New soldiers can choose between two streams: 19- to 22-year-olds face a three-year term; two in a regular unit and a final year spent receiving professional training for civilian life. The second option is to enlist for two years, but this is intended for those aged 23 and over. During this term, soldiers get professional training in technological professions such as software testers, ERP systems operators, electricians, car mechanics, or within the financial sector, all in coordination with the Economy Ministry. Ultra-Orthodox men will soon be incorporated into new areas such as cyber warfare or geographic information systems.
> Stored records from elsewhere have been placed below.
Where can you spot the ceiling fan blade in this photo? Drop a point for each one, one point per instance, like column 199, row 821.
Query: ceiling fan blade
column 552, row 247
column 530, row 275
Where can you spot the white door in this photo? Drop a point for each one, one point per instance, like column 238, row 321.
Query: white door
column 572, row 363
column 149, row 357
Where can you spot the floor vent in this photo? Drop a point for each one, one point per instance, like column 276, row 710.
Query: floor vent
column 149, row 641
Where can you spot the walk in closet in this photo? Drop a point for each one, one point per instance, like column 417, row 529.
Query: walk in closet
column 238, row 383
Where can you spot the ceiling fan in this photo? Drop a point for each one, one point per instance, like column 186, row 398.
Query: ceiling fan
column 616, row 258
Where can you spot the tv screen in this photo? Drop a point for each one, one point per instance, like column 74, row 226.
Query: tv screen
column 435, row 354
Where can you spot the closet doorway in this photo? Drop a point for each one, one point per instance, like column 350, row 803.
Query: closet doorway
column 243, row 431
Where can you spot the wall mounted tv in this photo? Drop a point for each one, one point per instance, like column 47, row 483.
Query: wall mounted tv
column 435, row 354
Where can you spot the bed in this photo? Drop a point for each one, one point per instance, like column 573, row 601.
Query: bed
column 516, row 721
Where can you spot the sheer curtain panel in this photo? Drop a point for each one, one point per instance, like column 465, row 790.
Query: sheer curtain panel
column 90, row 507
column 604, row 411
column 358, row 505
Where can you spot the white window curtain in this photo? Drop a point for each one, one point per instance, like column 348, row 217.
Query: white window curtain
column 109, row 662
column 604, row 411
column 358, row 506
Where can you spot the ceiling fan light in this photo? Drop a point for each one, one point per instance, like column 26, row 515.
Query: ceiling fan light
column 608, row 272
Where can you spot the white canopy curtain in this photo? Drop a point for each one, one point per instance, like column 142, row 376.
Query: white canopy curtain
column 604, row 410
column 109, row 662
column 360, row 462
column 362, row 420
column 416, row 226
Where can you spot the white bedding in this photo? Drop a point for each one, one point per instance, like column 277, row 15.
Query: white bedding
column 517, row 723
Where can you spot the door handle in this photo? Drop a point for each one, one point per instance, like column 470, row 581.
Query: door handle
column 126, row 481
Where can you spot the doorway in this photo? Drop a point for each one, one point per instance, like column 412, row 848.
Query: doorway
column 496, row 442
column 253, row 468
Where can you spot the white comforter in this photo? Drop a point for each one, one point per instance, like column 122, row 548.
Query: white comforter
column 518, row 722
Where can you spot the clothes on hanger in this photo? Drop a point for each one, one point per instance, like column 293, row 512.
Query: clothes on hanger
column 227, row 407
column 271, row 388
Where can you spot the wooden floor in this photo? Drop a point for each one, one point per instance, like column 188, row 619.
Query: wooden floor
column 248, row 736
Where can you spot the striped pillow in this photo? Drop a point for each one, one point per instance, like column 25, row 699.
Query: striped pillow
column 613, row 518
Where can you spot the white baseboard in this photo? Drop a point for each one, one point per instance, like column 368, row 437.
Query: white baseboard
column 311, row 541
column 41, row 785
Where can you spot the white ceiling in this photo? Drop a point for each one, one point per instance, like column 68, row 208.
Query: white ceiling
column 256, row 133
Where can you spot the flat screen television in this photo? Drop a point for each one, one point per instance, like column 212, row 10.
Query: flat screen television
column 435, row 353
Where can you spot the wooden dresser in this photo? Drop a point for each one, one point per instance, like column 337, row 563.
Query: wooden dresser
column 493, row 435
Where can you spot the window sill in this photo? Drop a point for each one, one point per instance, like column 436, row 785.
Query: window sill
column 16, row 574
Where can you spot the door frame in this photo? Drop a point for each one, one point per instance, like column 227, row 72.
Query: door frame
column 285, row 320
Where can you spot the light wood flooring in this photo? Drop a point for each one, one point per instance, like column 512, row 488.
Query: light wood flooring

Dr. Gilad Malach, head of the ultra-Orthodox program at the Israel Democracy Institute, estimates that the number of Haredi men currently enlisting is slightly more than 25%. “If two-thirds of the pool enlists, this will be an achievement,” he says. “The amended Defense Service Law strives for an 80% rate, which is ambitious. If mobilization occurs at a higher rate, many new homogenous male units will need to be established. The army was really striving to increase the percentage of ultra-Orthodox serving for financial reasons: compulsory-service soldiers cost much less than the career army or reservists.”
Dr. Haim Zicherman, a researcher at the same institute, believes that if ultra-Orthodox parties rejoin the next coalition government, it will encourage more Haredi men to enlist in the army or do national service. An earlier amendment to the conscription law – which proposed imposing economic or criminal sanctions against those refusing to enlist – is not practical, he says. “This shows intolerance toward the Haredi population. I can’t see the Military Police storming yeshivas and arresting men designated as draft dodgers. A new government with ultra-Orthodox parties should dissipate tensions and increase the motivation to enlist. When half of Haredi 20-year-olds aren’t part of the workforce, the IDF is not an end in itself, but a means to correct the socioeconomic distortion,” he adds.